Çalışma Sosyolojisi Dersi 5. Ünite Sorularla Öğrenelim
Çalışma Yaşamında Toplumsal Tabakalaşma Ve Sınıf Tartışmaları
- Özet
- Sorularla Öğrenelim
Kölelik ve kast sistemi arasında nasıl farklar vardır?
Kast sistemi, temel nitelikler bakımından köleliğin karmaşıklaşmış ve sahiplik ve kölelik rollerinin sabitleştiği bir tabakalaşma sistemini ifade eder. Kölelik yukarıda da belirtildiği gibi köle ile sahip arasındaki ilişkilerin düzenlendiği bir sistemdir. Ancak kölelik, hayat boyu olabileceği gibi süreklilik gösterebilir. Yine doğuştan meydana gelen bir durum olabileceği gibi (edinilmiş [ascribed] statü); sonradan kazanılmış bir rol de olabilir (kazanılmış [achieved] statü). Ancak kast sistemi için bu tür değişken roller söz konusu değildir. Bu bakımdan kast, bireyin toplumsal tabakadaki rolünün doğuştan tanımlandığı ve bu rollerin hayat boyu değişmediği kapalı statü grubu sistemini anlatır.
Zümre sisteminin kast sisteminden farklılıkları nelerdir?
Bu farklılıklardan birincisi, zümre sisteminde tabakalar arasındaki farklılıklar ve yükümlülükler büyük oranda kanunlar ile belirlenir. İkinci olarak da sınırlı da olsa tabakalar arası geçişin mümkün olmasıdır. Evlilik veya bireysel yetenekler nedeniyle bireyler, zümre sisteminde üst tabakalara geçiş yapabilirler. Bu nedenle zümre sisteminde, kast sisteminde olduğu gibi katı toplumsal sınırlardan bahsedilemez ve daha gevşek rol tanımlamaları geçerlidir.
Sınıf sistemi diğer tabakalaşma sistemlerinden tarihsel olarak değil, birtakım yapısal özellikleri nedeniyle ayrışma göstermektedir.

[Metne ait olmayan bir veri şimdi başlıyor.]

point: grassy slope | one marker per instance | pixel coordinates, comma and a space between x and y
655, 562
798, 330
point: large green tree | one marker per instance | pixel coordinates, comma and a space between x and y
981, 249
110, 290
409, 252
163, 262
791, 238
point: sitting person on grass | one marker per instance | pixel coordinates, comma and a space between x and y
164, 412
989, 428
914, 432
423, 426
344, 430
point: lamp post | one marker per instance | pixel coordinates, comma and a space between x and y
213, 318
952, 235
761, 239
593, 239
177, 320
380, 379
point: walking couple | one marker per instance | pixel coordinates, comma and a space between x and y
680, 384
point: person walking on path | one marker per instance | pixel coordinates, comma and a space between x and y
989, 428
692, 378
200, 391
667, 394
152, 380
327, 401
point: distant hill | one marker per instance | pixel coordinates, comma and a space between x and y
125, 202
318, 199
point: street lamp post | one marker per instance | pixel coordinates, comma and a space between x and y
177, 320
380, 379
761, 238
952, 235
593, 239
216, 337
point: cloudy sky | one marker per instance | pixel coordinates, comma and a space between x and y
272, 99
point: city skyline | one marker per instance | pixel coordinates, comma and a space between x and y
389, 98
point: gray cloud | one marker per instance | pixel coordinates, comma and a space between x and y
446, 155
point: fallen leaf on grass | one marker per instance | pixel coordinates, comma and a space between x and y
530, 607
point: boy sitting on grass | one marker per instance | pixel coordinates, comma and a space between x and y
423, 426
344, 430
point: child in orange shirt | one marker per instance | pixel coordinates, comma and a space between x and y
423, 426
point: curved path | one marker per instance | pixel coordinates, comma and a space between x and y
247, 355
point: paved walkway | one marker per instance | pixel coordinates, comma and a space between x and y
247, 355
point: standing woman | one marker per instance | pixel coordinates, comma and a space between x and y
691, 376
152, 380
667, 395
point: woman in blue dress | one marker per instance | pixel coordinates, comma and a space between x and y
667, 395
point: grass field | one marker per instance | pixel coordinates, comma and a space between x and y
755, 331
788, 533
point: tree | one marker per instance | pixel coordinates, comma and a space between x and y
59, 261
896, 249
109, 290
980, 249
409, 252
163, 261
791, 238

Bunlar nelerdir?
Sınıf sisteminde diğer sistemlerden farklı olarak, net bir sosyal hareketlilik söz konusudur. Farklı sınıf tanımları sadece toplumsal olarak belirlenir ve bu sınırlara ilişkin herhangi bir yasal düzenleme, aşılması zor gelenekler vs. söz konusu değildir. Diğer tabakalaşma sistemlerinden farklı olarak sınıfsal farklılıklar yalnızca piyasa koşullarına bağlıdır. Sınıf sistemleri meritokrasiyi esas alır. Meritokrasi rollerin köken, cinsiyet, din gibi faktörler ile değil sadece rol dağılımında uygun roller için uygun yeteneklerin dikkate alınmasını ifade eden bir kavramdır. Sınıf sisteminde, farklı sınıflar arası ilişkiler büyük oranda “ekonomik çıkar” etrafında belirlenir. Sınıf sisteminde, diğer tabakalaşma sistemlerinde olduğu gibi yakın tabakalar arası dayanışma ve ortak çıkardan bahsetmek kolay değildir. Farklı sınıf grupları arasında daha keskin bir çatışma görülür.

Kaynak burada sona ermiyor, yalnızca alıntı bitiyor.